な?と言って頭をわしゃわしゃと撫でてくれる翔太さんに表情を見られたくなくて下を向いたままで首を勢いよく縦に振った。


そうすると翔太さんは満足そうに頷いた。 


スタジオに入ると、数ヶ月前と変わらず大きなスピーカーがドカンと置かれていてその上にマイクが一本載せられている。


部屋の隅にはCDがいくつも積み重ねられている。


CDをかけて歌うことも多いが、今日はなんだかアカペラの気分だ。

こんな季節にぴったりな夏にさよならを告げる少し寂しい雰囲気のあの曲にしよう

マスクをとってスピーカーの音量を調節した後で、すっと息を吸い込んで一音ずつ辿るように声を吹き込んでいく。

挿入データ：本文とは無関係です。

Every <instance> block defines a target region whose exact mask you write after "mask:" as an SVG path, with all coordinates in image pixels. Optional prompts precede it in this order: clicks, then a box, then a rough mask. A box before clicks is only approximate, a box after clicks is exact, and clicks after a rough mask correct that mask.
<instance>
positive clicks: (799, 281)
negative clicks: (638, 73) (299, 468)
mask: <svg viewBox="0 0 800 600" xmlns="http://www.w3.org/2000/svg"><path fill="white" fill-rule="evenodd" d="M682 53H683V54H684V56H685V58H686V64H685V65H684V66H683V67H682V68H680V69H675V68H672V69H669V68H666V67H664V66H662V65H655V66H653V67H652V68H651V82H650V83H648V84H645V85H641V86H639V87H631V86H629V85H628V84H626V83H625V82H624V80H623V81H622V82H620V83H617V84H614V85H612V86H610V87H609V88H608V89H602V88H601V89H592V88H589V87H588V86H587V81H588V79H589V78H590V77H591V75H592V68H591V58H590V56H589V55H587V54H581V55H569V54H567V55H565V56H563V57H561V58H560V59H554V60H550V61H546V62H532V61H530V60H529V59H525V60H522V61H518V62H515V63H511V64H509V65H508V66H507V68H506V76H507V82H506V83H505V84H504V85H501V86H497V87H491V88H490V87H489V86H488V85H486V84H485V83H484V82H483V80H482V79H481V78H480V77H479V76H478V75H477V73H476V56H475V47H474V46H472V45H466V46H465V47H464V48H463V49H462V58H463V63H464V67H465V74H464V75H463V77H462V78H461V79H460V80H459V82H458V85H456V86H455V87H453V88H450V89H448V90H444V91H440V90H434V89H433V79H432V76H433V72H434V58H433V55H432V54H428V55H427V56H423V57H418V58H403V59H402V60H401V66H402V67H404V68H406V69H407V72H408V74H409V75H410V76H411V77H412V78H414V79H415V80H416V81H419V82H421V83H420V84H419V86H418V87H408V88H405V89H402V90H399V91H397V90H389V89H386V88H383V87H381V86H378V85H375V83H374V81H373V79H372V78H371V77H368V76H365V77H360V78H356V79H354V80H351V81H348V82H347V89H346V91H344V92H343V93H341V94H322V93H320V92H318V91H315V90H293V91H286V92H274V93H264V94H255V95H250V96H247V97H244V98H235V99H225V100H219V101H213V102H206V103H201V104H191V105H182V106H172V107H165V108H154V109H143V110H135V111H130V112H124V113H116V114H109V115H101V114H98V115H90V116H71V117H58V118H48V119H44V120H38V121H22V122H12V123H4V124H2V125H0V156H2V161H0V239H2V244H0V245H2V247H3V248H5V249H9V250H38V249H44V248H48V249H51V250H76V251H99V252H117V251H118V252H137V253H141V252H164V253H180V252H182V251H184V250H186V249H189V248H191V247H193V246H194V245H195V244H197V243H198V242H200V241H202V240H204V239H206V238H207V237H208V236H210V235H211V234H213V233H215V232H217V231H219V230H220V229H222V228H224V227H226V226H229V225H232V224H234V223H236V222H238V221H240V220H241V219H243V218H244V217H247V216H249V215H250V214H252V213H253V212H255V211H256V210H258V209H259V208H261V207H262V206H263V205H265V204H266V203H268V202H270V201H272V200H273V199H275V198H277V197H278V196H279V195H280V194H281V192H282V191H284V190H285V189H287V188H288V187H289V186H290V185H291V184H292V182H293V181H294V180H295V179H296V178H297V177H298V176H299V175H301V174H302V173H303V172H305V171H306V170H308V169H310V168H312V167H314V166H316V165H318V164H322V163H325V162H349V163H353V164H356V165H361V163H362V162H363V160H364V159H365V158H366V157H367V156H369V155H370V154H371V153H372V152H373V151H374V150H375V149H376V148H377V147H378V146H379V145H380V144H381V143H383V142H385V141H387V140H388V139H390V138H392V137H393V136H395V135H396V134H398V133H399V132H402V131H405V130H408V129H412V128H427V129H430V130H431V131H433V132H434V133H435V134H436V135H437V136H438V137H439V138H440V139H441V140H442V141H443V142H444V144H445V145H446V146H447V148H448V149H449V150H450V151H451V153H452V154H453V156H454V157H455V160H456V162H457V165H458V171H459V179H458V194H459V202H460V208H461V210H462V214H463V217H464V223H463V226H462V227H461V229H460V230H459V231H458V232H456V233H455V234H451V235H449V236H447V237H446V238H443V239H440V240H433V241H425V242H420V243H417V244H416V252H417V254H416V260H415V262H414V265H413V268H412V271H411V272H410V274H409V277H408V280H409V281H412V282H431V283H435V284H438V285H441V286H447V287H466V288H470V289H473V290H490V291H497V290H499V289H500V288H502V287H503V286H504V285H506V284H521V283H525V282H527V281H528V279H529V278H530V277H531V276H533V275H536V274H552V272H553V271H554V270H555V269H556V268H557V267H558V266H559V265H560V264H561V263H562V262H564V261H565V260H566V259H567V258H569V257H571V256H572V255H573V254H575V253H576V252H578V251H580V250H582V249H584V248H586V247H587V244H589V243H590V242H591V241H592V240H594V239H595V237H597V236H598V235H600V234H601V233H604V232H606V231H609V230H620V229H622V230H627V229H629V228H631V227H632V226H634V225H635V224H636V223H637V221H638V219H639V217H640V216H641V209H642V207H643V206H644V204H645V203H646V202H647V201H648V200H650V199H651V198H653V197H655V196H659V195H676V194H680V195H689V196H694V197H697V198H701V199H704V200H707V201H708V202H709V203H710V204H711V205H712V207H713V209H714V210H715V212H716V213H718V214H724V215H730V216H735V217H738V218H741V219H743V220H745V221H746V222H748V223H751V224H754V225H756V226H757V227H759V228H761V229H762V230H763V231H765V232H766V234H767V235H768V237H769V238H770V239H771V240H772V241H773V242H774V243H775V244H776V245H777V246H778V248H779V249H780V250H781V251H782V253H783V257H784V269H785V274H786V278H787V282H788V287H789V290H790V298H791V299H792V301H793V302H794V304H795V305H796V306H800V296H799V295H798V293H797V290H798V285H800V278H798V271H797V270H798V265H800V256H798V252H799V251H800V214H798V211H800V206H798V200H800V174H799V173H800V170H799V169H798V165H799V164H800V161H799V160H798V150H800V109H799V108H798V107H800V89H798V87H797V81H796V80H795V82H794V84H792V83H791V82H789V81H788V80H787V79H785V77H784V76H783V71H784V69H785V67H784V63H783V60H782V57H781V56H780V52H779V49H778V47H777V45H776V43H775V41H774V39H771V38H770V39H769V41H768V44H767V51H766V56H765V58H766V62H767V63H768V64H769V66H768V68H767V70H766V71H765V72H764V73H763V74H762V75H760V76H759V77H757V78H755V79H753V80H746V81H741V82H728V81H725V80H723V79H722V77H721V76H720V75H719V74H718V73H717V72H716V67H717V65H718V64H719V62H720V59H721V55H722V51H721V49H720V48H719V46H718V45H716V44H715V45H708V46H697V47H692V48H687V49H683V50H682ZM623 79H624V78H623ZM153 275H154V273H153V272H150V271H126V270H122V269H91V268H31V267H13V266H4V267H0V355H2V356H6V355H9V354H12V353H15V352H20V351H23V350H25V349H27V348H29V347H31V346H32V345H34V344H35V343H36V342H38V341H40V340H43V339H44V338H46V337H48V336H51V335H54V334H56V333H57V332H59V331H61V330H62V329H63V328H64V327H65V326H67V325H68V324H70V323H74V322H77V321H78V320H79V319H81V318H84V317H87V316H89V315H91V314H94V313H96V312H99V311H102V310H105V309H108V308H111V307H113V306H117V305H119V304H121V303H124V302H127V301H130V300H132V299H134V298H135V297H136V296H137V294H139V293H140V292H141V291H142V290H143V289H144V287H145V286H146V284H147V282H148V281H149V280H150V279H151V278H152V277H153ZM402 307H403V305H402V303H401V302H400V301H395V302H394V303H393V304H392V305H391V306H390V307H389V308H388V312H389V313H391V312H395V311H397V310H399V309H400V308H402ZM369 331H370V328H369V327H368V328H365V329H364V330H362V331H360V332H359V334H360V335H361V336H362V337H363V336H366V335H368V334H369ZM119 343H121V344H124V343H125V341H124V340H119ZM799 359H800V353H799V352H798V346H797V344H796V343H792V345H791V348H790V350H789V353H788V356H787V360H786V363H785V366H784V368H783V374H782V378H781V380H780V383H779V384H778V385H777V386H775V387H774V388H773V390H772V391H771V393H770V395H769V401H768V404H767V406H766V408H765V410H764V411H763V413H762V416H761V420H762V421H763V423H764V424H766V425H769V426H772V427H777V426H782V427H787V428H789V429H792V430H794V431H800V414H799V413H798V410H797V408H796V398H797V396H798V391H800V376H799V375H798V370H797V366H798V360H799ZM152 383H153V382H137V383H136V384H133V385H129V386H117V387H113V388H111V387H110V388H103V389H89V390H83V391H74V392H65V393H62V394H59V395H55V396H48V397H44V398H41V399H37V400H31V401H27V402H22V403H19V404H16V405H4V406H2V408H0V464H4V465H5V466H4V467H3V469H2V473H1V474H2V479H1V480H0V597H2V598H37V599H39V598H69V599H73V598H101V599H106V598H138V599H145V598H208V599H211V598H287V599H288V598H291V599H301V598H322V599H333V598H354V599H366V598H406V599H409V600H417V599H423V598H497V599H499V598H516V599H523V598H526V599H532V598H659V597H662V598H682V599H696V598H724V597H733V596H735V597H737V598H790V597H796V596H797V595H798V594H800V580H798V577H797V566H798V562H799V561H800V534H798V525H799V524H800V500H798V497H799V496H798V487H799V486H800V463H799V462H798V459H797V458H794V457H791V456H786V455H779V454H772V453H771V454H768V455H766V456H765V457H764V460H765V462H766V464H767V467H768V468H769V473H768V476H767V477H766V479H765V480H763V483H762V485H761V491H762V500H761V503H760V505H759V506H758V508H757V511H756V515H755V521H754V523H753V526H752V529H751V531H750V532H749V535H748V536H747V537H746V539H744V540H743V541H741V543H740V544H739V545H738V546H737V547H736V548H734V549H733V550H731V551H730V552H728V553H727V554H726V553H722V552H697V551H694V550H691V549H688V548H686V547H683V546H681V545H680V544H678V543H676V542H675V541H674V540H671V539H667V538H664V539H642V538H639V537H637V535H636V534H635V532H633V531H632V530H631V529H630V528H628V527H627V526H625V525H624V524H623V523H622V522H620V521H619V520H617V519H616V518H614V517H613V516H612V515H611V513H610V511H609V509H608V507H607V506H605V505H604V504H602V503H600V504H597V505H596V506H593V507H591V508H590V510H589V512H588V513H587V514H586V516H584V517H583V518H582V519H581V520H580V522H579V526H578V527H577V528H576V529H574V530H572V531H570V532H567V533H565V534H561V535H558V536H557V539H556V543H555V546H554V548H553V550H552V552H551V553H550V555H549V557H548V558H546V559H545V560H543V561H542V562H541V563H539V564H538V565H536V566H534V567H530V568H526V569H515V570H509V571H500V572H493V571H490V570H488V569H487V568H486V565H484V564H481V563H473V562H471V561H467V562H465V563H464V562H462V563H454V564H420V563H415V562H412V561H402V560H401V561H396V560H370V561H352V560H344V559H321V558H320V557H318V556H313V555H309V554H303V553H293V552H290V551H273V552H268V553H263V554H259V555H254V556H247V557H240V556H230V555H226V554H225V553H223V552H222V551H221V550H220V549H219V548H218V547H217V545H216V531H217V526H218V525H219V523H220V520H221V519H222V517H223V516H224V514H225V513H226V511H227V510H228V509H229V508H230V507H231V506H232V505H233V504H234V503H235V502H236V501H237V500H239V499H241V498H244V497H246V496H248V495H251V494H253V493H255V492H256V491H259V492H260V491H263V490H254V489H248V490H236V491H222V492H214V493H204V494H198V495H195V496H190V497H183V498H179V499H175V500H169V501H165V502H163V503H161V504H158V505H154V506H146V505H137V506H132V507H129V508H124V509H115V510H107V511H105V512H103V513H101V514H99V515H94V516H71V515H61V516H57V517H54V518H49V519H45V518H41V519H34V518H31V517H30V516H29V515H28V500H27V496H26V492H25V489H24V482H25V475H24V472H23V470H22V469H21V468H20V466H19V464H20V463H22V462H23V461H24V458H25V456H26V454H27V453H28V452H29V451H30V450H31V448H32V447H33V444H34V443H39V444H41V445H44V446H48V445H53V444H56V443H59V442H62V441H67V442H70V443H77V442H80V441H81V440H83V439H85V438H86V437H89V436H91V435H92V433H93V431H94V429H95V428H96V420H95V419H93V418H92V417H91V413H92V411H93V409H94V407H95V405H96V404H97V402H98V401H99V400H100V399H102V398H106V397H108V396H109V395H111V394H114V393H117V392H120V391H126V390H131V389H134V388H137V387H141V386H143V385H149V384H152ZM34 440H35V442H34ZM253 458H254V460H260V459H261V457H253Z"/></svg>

久しぶりだったので、初めは喉が締まって上手く声が出なくて納得がいかない。

時折やり直しながら歌を連ねる。

大きく口を開けると自然と口角も上がる。
ついでに気分も上がって明るい気持ちになれる。

今だけは私はこの場で主人公なんだと思える。

気分が上がり、時々スピーカーで曲をかけながら歌い続けた。